The New York Times scribe Bosley Crowther detailed how Bergman’s themes were enhanced by Gunnar Fischer’s sterling cinematography: “the profundities of the ideas are lightened and made flexible by glowing pictorial presentation of action that is interesting and strong. Bergman uses his camera and actors for sharp, realistic effects.”
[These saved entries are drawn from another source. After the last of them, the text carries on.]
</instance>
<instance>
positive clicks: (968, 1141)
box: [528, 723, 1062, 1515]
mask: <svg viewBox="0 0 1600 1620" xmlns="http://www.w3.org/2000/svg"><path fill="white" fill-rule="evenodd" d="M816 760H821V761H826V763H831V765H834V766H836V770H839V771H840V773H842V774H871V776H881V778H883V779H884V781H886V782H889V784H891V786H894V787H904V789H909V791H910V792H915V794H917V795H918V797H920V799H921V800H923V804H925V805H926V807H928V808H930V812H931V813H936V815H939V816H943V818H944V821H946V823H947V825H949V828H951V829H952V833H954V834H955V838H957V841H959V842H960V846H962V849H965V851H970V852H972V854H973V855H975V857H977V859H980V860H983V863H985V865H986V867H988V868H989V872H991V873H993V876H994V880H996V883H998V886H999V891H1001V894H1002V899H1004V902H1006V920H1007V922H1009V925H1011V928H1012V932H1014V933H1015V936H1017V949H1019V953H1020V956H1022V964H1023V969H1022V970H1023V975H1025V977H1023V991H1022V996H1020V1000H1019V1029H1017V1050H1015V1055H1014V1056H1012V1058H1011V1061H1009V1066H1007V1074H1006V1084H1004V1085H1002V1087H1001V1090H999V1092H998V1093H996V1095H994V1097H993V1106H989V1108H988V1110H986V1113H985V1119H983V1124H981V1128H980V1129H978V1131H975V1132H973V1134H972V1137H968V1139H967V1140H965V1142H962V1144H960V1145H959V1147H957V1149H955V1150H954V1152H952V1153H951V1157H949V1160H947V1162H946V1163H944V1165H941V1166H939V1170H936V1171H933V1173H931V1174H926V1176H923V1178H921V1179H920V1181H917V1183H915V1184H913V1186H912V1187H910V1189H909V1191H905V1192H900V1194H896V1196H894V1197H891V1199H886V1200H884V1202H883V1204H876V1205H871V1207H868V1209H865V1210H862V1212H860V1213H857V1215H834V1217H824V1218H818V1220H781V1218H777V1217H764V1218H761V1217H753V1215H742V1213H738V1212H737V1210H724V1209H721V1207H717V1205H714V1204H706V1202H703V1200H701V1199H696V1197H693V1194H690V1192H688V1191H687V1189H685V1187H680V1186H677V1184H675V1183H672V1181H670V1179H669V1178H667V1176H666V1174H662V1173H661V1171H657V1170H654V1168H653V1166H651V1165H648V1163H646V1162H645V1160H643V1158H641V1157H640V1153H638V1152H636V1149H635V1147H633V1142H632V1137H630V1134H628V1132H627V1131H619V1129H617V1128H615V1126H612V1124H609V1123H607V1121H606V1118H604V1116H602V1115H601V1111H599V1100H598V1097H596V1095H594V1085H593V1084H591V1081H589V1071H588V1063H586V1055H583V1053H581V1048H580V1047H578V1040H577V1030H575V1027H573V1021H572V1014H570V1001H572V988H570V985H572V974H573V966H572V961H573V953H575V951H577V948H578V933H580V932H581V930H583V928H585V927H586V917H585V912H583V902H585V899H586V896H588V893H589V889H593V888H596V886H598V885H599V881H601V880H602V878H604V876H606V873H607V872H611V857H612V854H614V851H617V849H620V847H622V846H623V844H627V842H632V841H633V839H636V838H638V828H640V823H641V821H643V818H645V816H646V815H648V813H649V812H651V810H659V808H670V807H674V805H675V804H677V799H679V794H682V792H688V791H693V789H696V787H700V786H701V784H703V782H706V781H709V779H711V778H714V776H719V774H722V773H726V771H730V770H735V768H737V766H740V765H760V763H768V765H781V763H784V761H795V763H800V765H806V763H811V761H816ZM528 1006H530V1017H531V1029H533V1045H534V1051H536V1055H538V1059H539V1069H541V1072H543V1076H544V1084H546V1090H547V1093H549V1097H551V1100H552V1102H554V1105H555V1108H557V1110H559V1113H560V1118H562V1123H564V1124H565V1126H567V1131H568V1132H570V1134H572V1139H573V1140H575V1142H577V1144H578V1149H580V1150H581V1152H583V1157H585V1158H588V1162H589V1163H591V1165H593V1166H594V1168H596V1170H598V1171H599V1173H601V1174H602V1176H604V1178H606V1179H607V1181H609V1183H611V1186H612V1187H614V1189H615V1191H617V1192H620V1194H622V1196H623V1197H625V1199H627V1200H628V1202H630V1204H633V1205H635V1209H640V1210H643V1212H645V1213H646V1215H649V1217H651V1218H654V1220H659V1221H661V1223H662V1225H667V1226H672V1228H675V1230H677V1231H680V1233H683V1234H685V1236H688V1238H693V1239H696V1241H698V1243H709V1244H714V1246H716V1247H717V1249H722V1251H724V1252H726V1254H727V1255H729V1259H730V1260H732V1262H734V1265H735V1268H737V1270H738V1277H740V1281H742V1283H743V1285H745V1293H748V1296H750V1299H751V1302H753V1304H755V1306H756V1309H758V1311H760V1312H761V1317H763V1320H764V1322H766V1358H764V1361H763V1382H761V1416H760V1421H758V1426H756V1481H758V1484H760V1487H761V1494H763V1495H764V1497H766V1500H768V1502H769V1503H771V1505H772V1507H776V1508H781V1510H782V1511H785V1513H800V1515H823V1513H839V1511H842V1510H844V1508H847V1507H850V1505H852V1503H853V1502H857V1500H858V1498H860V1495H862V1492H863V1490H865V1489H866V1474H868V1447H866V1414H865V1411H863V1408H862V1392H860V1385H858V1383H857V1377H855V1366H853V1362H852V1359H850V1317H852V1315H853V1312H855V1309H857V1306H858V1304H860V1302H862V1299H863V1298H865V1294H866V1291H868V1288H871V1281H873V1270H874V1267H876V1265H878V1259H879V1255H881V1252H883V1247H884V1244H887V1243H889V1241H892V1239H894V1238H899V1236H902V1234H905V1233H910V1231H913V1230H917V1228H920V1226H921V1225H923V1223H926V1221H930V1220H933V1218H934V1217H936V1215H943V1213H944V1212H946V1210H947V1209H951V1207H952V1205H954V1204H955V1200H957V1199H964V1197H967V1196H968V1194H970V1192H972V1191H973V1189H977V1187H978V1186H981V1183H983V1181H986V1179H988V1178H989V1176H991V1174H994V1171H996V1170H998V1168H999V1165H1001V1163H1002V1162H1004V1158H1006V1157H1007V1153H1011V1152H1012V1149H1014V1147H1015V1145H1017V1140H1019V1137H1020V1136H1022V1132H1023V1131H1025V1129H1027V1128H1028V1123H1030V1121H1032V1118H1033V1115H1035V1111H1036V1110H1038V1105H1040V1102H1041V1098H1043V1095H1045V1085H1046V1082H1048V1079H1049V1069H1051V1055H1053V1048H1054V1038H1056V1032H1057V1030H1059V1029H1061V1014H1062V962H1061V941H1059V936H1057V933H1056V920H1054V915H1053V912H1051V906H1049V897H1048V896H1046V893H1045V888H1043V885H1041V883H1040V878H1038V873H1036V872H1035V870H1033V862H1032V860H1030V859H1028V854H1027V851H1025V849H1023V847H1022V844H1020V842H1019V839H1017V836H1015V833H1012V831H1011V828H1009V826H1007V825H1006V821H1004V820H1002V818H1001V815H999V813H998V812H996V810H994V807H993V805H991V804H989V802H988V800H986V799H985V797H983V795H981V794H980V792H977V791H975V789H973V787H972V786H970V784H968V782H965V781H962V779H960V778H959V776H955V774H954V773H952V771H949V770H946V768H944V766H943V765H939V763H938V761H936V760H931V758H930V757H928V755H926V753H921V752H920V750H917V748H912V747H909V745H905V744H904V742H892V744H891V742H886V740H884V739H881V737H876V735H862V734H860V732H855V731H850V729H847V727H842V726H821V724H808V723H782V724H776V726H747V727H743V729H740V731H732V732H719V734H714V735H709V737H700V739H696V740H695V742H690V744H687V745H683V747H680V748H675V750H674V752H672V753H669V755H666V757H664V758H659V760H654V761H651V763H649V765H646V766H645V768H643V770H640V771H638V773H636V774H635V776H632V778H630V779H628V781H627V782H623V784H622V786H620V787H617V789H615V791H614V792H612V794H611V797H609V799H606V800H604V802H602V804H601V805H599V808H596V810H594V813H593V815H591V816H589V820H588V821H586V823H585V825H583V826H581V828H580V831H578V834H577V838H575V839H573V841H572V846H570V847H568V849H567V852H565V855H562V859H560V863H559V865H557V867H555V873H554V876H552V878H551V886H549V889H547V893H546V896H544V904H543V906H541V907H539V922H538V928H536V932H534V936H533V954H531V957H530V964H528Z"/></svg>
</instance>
Tackling themes of great heft such as man’s mortality, spirituality, religion, and reflections therein, The Seventh Seal had a stunning visual symbolism that, as James Monaco describes it in his book “How To Read a Film” as being “immediately apprehensible to people trained in literary culture who were just beginning to discover the ‘art’ of film, and it quickly became a staple of high school and college literature courses… Unlike Hollywood ‘movies,’ [The Seventh Seal was] clearly aware of elite artistic culture and thus was readily appreciated by intellectual audiences.”
While it may not be the best film in Bergman’s astonishing oeuvre, it is perhaps his most recognizable, and ironically perhaps his most long lived. Don’t miss it.